Alma Vorster remembered - an orbituary by Professor Pippa Skotnes
Alma Vorster was one of the first two MFA students I supervised, along with my colleague Stephen Inggs in the late 1980s. The other was Jo Ractliffe. For both of us, they were challenging, committed students, engrossed in their work, and possessed of deep inner lives revealed in curious and engaging ways in their prints. Both had a view of a dark side of life, but also of its flipside – they recognised the magical. For Alma, the dark side along with its attendant fears and apprehensions was very much alive in her own life. As an undergraduate student, she appeared as withdrawn, keen not to be noticed, shy, even sullen, but during the years I worked with her she revealed a wonderful sense of humour, a sardonic sense of irony (often aimed at herself) a rich imagination, and a remarkable facility with materials, particularly in printmaking. She found her métier in etching.
As an MFA candidate, Alma was horrified by the idea she would have to write. Having to express herself verbally was difficult, and also implausible, since everything she wanted to say was wrapped up in the images she made. These images seemed to come from an unstable, half formed, constantly transforming universe that escaped definition even as each shape defined its edges with the crispness of a hardground line. Slowly, reluctantly she drew the words out of herself and her MFA, sparse as it is in any kind of theory or art history, remains a beautiful realisation of project in which a young artist presents not only her work to be examined, but an insight into the sources and references that were drawn into conversation with it.
In all my time at Michaelis I never encountered another student with Alma’s facility with intaglio techniques. She was able to lay the finest aquatint, burr the deepest black, create the beautiful grays of a mezzotint and the watery washes of a sugarlift. Her burnished whites glowed with the gentlest tonalities, and her figures, drawn from worlds of shamanic dreams and religious visions were conjured into existence and set to perform on dramatically lit stages, casting deep shadows.
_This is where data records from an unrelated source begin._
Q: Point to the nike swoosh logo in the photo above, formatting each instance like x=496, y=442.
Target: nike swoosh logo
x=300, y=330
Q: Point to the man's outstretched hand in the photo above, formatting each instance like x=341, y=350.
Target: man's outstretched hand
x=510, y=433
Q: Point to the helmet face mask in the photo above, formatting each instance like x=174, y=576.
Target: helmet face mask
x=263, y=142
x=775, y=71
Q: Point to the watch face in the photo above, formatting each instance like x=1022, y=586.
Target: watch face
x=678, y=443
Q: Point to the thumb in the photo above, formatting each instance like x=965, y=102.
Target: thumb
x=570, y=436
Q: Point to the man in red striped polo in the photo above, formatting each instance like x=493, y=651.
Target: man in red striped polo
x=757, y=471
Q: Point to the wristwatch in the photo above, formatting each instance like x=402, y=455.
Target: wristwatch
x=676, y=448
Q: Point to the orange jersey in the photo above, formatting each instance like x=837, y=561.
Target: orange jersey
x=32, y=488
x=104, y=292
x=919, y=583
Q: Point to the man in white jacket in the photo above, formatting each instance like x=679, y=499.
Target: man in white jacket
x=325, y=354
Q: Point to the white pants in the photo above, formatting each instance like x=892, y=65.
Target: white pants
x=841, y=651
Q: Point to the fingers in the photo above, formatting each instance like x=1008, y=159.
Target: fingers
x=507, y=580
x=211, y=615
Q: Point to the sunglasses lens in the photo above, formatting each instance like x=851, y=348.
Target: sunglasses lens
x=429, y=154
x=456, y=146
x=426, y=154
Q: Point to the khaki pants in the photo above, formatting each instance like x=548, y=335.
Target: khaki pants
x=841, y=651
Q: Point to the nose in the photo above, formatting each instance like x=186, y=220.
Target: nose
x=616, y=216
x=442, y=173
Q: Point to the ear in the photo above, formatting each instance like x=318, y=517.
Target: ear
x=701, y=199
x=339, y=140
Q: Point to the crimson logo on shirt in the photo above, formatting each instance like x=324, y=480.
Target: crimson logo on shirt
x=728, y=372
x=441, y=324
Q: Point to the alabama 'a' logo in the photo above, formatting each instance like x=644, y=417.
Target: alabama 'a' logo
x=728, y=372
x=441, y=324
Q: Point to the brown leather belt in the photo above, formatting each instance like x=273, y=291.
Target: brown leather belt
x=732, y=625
After her MFA, which was awarded with distinction, she, along with Malcolm Payne and myself, started the Axeage Private Press. We wanted to produce editions of prints and books that drew together what we thought of as the ‘literary and the visual’. We worked in a studio at the top of Long Street in Cape Town and, while we were only together there for a few years, the idea of the Axeage Press has endured and it is the imprint under which Malcolm and I still publish prints. Alma taught for many years, on and off at Michaelis in the printmaking section, and the beautiful test plates that she made to demonstrate etching times and processes must be familiar to many generations of students in the department. She and I never kept in close contact in the years and decades after we established separate studios, but I was always aware of her work when she exhibited, and felt a deep sense of connection with her and a bond that resulted from our mutually instructive time as student and supervisor. She taught me much about what it means to try to see through another’s eyes with compassion, and reminded me recently, in a farewell note when I retired from active duty at Michaelis a few months ago, of the precious community we shared in the printmaking workshops of the ‘80s and ‘90s and the ways in which ‘our footprints have mingled’ since then.
Now, like the |xam whose footprints are blown away each by her own wind after death, Alma’s will mingle no longer. I regret, with such sadness, that dark day when she gathered her courage, or when it failed her, and she left this life. I am grateful for knowing her, and for her work which yet survives.